I love to teach, and yes, it continues. I now have wonderful young students (pre-university) and others are looking for me for various reasons. I guess you should ask them why they chose me; but I think I am known to play certain music quite well and to be a supportive and stimulating teacher (but also very strict and demanding).

Do you like being a conservatory administrator?

Questions should be asked in the past tense. I have enjoyed being the chair of the piano department at NEC for many years and am happy to see that all the things that I instituted as chair are still very active aspects of the department. And I loved being the President of the Longy School of Music, during a period of enormous growth and change (during which, among other things, the school became a graduate, while the community division continued to prosper). Like I said, I used to like being a manager and now I like not being a manager. It is satisfying to be the catalyst or agent of change and growth, but it can also be exhausting and very time consuming. The 16 years spent at Longy were very satisfying, but I was happy to find my life again.

Do you have a good sense of humor in music? Can you imitate the artists you hate?

Well, I’m not Victor Borge, although he and I share both names (he was born Borg Rosenbaum!), But I’m known to play the piano in a way that can be entertaining. I write songs (like birthday songs for my daughters when they were little) and make up songs on the spot for phone numbers! But there is a lot of humor (some even bawdy ones) in the classical repertoire. The last movement of the concerto that I play on the 5the is certainly in a good mood and, at times, a little eccentric – if not funny to laugh.

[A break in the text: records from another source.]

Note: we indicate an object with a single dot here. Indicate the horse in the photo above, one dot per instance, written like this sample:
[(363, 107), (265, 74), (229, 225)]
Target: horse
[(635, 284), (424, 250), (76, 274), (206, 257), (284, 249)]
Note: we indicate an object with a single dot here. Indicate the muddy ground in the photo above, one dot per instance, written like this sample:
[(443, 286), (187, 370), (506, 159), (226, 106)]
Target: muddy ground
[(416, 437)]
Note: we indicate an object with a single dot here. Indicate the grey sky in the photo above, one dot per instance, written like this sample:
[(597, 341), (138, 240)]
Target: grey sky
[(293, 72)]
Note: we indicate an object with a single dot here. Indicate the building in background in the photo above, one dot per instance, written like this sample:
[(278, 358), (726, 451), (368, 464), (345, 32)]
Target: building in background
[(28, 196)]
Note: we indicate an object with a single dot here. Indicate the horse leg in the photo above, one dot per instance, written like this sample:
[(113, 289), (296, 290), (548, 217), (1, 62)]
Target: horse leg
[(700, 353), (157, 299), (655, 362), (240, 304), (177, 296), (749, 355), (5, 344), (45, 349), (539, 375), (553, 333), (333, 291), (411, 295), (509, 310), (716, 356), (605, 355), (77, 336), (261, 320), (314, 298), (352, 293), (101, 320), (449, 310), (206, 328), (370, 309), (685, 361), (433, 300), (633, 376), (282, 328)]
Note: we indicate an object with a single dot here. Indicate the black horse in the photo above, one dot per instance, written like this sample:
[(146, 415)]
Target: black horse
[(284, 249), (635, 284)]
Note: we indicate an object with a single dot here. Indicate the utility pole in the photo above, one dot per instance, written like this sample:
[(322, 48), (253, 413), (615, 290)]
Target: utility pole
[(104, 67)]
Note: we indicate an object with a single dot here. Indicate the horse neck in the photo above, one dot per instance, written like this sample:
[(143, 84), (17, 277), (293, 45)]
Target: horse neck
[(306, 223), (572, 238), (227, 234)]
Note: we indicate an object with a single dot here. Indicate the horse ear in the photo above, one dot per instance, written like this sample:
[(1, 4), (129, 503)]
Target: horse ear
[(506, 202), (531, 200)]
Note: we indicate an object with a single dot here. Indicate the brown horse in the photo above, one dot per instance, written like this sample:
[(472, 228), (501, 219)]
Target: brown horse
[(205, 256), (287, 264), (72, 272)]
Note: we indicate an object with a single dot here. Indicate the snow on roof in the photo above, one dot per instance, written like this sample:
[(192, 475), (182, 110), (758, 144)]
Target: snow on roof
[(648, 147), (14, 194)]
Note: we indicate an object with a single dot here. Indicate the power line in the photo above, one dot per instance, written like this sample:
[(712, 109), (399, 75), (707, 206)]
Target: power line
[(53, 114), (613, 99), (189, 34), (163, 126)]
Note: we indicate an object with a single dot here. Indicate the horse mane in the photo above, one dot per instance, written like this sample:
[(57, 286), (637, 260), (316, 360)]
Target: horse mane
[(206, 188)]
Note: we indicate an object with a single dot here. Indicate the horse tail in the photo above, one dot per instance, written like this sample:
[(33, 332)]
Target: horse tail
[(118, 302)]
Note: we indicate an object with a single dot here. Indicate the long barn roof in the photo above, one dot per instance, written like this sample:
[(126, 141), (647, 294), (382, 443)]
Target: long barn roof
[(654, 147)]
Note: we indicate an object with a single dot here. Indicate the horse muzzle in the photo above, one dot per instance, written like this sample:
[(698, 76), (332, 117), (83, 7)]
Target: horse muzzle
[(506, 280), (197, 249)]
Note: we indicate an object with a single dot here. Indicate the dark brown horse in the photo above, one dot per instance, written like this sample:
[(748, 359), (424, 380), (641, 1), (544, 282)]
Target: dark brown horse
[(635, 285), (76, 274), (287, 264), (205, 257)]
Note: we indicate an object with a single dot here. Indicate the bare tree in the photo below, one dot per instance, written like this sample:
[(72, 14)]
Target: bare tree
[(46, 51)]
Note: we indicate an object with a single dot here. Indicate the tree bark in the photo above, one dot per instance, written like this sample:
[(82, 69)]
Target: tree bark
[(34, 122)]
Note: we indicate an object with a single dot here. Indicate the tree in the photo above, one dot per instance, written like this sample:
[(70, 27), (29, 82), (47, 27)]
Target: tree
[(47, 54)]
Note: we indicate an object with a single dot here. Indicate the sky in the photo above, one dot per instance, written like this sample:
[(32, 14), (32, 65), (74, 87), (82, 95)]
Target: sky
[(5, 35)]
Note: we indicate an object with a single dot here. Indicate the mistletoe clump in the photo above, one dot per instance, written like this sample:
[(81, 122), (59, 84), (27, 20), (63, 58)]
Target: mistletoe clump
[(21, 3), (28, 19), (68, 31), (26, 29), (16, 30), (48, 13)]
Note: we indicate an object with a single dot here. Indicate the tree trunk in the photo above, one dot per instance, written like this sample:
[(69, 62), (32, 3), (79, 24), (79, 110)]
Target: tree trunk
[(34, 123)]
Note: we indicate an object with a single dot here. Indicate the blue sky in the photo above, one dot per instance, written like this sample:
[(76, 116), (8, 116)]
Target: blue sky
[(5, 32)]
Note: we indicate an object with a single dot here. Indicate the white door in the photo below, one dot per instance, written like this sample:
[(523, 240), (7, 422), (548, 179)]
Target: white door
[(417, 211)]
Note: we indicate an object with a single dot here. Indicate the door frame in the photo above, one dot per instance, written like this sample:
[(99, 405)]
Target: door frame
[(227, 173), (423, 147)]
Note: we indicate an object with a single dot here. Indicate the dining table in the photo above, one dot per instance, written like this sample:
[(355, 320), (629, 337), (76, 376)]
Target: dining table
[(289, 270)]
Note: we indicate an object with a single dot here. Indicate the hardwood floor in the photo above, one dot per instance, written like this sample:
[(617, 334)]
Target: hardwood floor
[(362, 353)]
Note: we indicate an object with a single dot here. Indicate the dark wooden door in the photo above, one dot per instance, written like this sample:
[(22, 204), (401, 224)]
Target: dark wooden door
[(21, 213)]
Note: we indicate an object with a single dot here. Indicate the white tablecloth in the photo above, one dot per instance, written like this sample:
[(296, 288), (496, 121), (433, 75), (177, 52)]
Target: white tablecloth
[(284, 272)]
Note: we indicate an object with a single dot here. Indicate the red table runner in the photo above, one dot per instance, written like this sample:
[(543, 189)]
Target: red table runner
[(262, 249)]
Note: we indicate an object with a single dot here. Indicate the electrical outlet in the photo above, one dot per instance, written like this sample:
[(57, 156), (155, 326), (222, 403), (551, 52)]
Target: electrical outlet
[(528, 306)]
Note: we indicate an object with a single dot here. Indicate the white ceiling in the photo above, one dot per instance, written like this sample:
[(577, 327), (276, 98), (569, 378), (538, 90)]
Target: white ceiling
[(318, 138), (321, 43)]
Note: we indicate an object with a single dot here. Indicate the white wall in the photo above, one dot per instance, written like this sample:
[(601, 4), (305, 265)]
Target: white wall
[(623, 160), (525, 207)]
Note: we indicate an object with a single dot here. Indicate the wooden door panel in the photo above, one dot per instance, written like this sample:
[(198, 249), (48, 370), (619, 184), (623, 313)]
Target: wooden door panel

And, by the way, I can’t think of any artists that I “hate”. I’m not the type to hate. I try to find something that almost everyone likes. But what I to do to hate In regards to the performers make exaggerated faces and facial gestures that seem to say how much they feel the music (but actually keep people away from having their own feelings while listening). I guess I could easily imitate this stuff if I wanted to.

A famous pianist said in these pages: “Life is too short for Rachmaninoff and bad wine. Which repertoire do you absolutely hate?

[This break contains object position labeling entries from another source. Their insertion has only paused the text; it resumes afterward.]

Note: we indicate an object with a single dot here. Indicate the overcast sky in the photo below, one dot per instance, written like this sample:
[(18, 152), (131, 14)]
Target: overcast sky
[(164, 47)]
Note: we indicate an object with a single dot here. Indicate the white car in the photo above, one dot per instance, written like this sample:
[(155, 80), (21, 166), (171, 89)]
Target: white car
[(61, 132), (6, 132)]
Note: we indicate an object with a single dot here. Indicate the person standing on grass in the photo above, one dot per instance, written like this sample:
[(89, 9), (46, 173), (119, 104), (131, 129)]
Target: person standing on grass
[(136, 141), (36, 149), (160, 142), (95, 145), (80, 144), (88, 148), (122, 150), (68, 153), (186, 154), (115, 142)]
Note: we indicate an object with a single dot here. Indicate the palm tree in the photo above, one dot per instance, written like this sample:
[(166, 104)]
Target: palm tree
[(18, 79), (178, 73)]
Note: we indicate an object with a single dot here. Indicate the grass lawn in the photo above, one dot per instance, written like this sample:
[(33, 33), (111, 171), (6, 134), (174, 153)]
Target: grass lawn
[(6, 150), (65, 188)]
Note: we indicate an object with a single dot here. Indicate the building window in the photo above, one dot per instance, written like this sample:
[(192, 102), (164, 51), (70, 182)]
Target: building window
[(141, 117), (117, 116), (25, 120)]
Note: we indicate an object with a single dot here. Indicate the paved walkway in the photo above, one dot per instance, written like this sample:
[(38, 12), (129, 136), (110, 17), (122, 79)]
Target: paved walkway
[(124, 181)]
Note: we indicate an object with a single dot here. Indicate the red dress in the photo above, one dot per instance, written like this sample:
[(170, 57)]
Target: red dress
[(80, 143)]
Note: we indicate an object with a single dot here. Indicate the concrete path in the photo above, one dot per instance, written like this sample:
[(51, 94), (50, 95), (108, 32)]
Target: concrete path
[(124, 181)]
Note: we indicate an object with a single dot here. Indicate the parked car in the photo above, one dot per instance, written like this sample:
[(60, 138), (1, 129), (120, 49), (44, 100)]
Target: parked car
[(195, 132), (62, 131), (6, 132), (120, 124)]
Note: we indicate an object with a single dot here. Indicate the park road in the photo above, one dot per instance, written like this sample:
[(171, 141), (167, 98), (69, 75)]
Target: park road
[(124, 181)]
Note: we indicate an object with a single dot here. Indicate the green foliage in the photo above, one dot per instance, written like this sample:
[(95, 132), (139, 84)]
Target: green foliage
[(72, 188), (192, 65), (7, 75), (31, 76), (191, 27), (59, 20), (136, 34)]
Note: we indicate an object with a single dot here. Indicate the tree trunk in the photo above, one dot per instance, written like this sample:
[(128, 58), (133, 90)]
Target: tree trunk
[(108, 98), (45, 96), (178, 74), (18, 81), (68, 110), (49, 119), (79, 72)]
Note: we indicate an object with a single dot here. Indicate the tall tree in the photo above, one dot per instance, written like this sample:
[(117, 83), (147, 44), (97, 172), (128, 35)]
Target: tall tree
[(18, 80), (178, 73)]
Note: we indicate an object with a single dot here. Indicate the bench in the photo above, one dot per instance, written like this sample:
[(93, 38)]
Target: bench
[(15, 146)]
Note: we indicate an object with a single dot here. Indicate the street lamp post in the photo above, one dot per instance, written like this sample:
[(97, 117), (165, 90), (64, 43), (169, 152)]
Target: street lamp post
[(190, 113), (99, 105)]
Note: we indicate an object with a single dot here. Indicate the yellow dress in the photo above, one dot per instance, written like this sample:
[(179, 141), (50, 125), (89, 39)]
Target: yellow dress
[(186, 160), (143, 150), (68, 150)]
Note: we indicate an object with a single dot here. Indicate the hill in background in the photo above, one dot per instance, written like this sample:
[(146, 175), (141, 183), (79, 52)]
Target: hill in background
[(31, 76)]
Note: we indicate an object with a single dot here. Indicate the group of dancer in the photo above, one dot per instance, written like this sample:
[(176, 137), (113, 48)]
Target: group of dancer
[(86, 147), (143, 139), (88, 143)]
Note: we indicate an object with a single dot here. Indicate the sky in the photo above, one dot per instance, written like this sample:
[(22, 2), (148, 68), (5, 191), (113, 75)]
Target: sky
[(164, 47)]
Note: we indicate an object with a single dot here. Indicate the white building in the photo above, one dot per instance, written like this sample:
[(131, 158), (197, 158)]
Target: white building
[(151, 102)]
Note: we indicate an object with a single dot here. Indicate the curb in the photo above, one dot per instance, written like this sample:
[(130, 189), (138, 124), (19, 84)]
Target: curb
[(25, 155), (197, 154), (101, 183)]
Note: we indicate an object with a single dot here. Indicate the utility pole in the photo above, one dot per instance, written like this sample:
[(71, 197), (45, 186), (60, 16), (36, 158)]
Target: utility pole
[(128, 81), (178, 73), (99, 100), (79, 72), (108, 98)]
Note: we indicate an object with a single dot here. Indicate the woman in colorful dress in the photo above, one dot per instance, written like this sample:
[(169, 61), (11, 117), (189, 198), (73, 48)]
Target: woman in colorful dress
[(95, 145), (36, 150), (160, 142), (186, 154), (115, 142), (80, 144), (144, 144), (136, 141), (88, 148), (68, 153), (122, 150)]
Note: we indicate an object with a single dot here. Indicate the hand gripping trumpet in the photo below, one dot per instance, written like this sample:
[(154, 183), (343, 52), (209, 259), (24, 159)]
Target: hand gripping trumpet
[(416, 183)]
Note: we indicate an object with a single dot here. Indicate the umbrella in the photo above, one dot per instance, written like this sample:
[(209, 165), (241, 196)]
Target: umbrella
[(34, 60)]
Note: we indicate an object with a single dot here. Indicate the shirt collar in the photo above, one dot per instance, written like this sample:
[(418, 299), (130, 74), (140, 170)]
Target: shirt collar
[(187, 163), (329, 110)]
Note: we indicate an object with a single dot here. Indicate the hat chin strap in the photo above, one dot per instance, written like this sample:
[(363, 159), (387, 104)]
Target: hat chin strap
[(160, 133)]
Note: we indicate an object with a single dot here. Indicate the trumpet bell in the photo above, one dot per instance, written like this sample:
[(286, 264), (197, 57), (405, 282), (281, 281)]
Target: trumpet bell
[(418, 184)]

Again, there is no repertoire that I hate, and I certainly think Rachmaninoff falls into the category of inspired geniuses; his music is always immediately recognizable, and isn’t this kind of unique voice the sign of a unique creative genius? (Even Haydn and Mozart can sometimes be confused, but never Rachmaninoff and Chopin – even though both write lush, expressive and romantic melodic music). But there’s a lot of music that I think others can probably play better than me, or to put it another way: music that I should spend more time learning that I think would be worth it – given that the others play is better. (I am thinking of Liszt’s virtuoso repertoire and a lot of Russian music.) And there is so much music that I like more.

I just listened to your absolutely splendid recording of Brahms ops 117, 118 and 119 defying death and kissing death for Bridge records [buy it HERE]. Do you have goodbye feelings at this point in your life?

Well, I don’t spend a lot of time thinking about dying, but at almost 80, you imagine it could happen anytime (and probably in the next 10 years). However, I think the best approach to life is to continue to live it actively and fully. And that’s what I hope to do.

What recordings and performance can readers expect?

I learned a few songs during the pandemic that I would like to record: that of Schumann Kreisleriana, Schubert Sonata in G major, Beethoven Opus 101, the first ensemble by Schubert Impromptus. But I also like going back to Chopin for the first time in a long time. Wow, this stuff is sure to be beautiful!

I have a few recitals coming here and there, but I hope to push back an 80e– birthday recital in Boston until the fall or until I don’t have to play masked. But will that moment ever come?

With Jordan Hall running at half capacity, future attendees should purchase tickets early HERE.

Readers can enjoy reading Robert Schulslaper’s excellent Fanfare interview with Rosenbaum HERE.